# Need help with a stats problem



## village idiot (29 August 2012)

I am baffled by something of a statistical nature and so would aprreciate help from mazza or any other stats guru, thanks

suppose I have 2000 lines of data in excel, each line being the daily return/change for some security. I want to put a figure on the volatility based on daily returns over this whole period. I have done that a couple of differnt ways and I am baffled by why i am getting different results

one easy method is to take the SD  for the whole sample (or should that be population) using STDEV.P or STDEV.S of lines 1 to 2000, and convert that to HV. simple enough.

another possible method is to break it into 20 day lots, work out HV20 for each 20 day period, and then average the HV of those 100 periods. This gives 'the average HV20 over the last 2000 days'. This *always gives a lower figure than method one*.
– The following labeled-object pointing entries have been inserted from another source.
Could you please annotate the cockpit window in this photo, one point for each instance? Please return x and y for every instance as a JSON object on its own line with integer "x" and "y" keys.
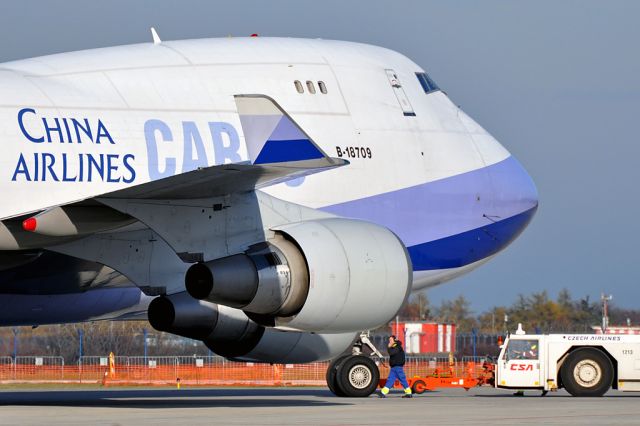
{"x": 426, "y": 82}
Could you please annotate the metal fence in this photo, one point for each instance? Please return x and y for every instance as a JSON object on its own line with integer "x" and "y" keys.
{"x": 203, "y": 370}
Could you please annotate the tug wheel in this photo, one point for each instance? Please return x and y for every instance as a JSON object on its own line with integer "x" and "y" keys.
{"x": 587, "y": 372}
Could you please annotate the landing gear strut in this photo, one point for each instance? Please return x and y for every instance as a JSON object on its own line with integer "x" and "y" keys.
{"x": 355, "y": 375}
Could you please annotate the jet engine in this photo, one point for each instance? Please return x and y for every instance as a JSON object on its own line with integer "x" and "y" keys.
{"x": 231, "y": 333}
{"x": 329, "y": 275}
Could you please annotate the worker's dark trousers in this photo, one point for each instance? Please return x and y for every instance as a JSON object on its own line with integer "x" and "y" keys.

as an experiment i tried a middle way, breaking it into 4 differnt 500 line lots, taking the 4 resulting HV of each and averaging them. this results in a figure somewhere between the other two. 

the differences are significant enough to matter eg  one security gives HV of 21.3%/19.8%/17.9% for methods 1/3/2
a currency pair gives 13.07%/12.1%/10.56% 


for the life of me I cannot see why this should be so, since they are measuring the distribution of exactly the same daily returns. I have eliminated as a cause the following;

it isnt that shorter samples cause the average to vary from zero more in a strong trend, meaning each deviation is on average less; this does happen but eliminating it didnt make much difference
it isnt an issue with using population or sample stdev; again it doesnt make much difference which one is used over 2000 lines and for the shorter timeframes i am using sample anyway
i thought it might be the outlier days having a bigger effect on the whole sample v being lost in a couple out of 100 smaller samples, but eliminating the outlier days made no difference
using  log returns or straight returns does not make the differnce


Now if I try the same experiment using random numbers in place of daily returns, the observed effect does not happen; all methods give pretty much the same answer, which is what i expected to happen with stocks but it didnt. I therefore suspect it must be something to do with the normalish distribution characterising security returns, but i cant figure out exactly what.

Hoping someone can shed any light on this for me, thanks 

VI


----------



## craft (29 August 2012)

Are you using a geometric average to average the smaller periods?

Stock volatility clusters whereas random number generation does not - the outcome from averaging, (standard as opposed to geometrical) will make a difference because of this. 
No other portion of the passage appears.